Microsoft und RSA-Chef Coviello fordern

Mit "Inventive Collaboration" gegen Cyber-Kriminelle

Dr. Klaus Manhart hat an der LMU München Logik/Wissenschaftstheorie studiert. Seit 1999 ist er freier Fachautor für IT und Wissenschaft und seit 2005 Lehrbeauftragter an der Uni München für Computersimulation. Schwerpunkte im Bereich IT-Journalismus sind Internet, Business-Computing, Linux und Mobilanwendungen.
Cyber-Kriminalität ist längst keine Sache einzelner Individuen mehr, es sind vielmehr mehrschichtige und an keinerlei Regeln und Gesetze gebundene Netzwerke, über die Angriffe heute geplant, vorbereitet und durchgeführt werden. Die Security-Hersteller sind für RSA-Chef Arthur Coviello gefordert, verstärkt zusammenzuarbeiten.
Wenn die Security-Szene bereit ist, sich im Sinne einer erfinderischen Zusammenarbeit neu aufzustellen, hat sie jetzt die Chance, das Ruder herumzureißen und "das Spiel zu gewinnen". Arthur W. Coviello, Executive Vice President RCA.
Wenn die Security-Szene bereit ist, sich im Sinne einer erfinderischen Zusammenarbeit neu aufzustellen, hat sie jetzt die Chance, das Ruder herumzureißen und "das Spiel zu gewinnen". Arthur W. Coviello, Executive Vice President RCA.

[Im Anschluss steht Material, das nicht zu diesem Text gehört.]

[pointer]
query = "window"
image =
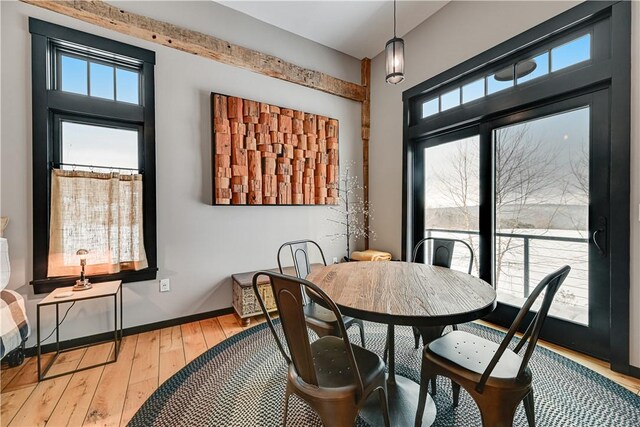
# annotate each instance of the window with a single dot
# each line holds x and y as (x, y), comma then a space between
(93, 152)
(559, 57)
(532, 170)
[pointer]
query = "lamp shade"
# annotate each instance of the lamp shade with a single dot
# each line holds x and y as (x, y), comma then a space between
(394, 53)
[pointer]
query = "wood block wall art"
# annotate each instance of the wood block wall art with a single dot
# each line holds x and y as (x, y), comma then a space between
(268, 155)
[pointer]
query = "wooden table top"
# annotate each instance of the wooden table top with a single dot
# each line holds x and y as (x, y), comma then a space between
(404, 293)
(97, 290)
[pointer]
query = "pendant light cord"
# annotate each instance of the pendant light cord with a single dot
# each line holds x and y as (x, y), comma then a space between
(394, 19)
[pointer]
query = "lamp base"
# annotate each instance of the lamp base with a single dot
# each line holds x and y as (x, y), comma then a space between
(82, 285)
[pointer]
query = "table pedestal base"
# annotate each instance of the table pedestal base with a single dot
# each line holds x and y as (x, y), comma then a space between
(403, 404)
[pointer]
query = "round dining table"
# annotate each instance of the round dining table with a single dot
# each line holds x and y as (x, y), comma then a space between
(410, 294)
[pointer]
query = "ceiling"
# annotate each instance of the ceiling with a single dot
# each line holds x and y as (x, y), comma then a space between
(359, 28)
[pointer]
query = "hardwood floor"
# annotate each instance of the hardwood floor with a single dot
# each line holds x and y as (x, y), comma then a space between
(110, 395)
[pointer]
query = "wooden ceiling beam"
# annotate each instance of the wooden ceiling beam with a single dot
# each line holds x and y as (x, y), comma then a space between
(155, 31)
(365, 122)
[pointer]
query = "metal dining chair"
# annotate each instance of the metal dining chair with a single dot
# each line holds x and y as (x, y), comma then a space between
(319, 319)
(442, 251)
(496, 377)
(333, 376)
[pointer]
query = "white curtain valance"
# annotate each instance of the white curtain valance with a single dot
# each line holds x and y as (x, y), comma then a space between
(99, 212)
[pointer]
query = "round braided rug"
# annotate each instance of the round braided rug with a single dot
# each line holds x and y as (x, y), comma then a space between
(241, 382)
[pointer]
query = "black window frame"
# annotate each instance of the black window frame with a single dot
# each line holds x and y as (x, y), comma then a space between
(609, 65)
(51, 105)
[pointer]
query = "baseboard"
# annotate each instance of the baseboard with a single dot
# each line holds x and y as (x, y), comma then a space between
(106, 336)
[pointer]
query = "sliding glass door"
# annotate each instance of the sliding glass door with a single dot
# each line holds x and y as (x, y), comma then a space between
(529, 192)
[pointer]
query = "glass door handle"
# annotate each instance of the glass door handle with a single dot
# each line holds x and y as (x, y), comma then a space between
(602, 228)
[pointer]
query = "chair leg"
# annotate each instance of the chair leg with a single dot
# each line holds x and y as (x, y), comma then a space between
(286, 407)
(385, 407)
(416, 337)
(455, 387)
(529, 409)
(422, 398)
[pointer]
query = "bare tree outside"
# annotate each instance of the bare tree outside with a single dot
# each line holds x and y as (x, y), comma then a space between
(541, 189)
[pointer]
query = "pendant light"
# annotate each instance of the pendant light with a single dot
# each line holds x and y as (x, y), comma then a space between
(394, 52)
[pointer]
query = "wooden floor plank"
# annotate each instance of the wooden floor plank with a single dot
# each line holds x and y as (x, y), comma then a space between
(38, 407)
(118, 393)
(212, 331)
(144, 374)
(193, 339)
(12, 401)
(7, 374)
(171, 353)
(231, 324)
(28, 375)
(108, 400)
(137, 394)
(74, 403)
(147, 357)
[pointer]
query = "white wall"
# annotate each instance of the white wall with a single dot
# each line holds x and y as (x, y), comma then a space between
(199, 246)
(454, 34)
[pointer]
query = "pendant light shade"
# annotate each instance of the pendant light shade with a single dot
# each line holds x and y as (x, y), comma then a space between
(394, 55)
(394, 52)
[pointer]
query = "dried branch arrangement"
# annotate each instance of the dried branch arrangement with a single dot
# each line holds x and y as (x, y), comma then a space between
(350, 212)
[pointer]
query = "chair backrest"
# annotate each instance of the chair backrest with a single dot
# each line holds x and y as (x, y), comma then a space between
(442, 251)
(300, 255)
(549, 285)
(288, 294)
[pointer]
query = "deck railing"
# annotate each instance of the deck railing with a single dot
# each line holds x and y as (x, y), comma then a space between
(527, 239)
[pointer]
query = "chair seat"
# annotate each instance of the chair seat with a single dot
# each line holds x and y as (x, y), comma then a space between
(332, 363)
(474, 354)
(316, 312)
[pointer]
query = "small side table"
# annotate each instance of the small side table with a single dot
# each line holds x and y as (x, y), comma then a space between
(99, 290)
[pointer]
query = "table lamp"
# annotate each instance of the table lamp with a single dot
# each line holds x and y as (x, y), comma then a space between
(82, 284)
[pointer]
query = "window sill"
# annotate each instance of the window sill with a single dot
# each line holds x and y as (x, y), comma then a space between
(41, 286)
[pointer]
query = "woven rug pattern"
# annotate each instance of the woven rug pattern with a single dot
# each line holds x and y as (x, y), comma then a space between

Mit diesen Worten verdeutlichte RSA-Chef Arthur Coviello auf der RSA-Conference in San Francisco die Dimension einer Bedrohungslage, die vielen IT-Verantwortlichen in den Unternehmen noch nicht gewärtig sei. Die RSA-Conference, die vom 20. bis 24. April 2009 stattfand, gilt als die weltweit größte Veranstaltung, die sich dediziert mit IT-Sicherheit beschäftigt.

Zwar fühlen sich viele Unternehmen heute gegen Angriffe aufgrund verbesserter Sicherheits-Software gewappnet, wie eine Online-Security-Umfrage zeigte. Doch das ist trügerisch. Wirksame Gegenwehr ist heute auf die Dauer nicht über die Produktsuiten einzelner Hersteller zu leisten. Coviellos Zauberwort für die Schutzschilde der Zukunft lautet "Inventive Collaboration", was übersetzt etwa "erfinderische Zusammenarbeit" bedeutet. Damit meint er die Gemeinschaft der Hersteller, die sich als solche neu definieren müsse.

Coviello sieht Security-Szene am Scheideweg

Die Notwendigkeit einer verstärkten gegenseitigen Technologieintegration leitet Coviello aus der Tatsache ab, dass Information überall fließe. Die Sicherung müsse folglich über die gesamte Infrastruktur erfolgen - und das wiederum erfordere, dass Entscheidungs- und Durchsetzungsinstanzen für Unternehmensregeln in die Infrastruktur selbst eingebunden werden müssten. Die Zusammenarbeit dürfe sich nicht nur auf die Entwicklung von Standards beschränken, es gehe vielmehr auch darum, Technologien untereinander zu teilen sowie in erheblich stärkerem Maße wie bisher gegenseitig zu integrieren.

Coviello sieht die gesamte Security-Szene derzeit am einem kritischen Scheidepunkt angekommen. Wenn sie bereit sei, sich im Sinne der erfinderischen Zusammenarbeit neu aufzustellen, hätte sie jetzt die Chance, das Ruder herumzureißen und "das Spiel zu gewinnen".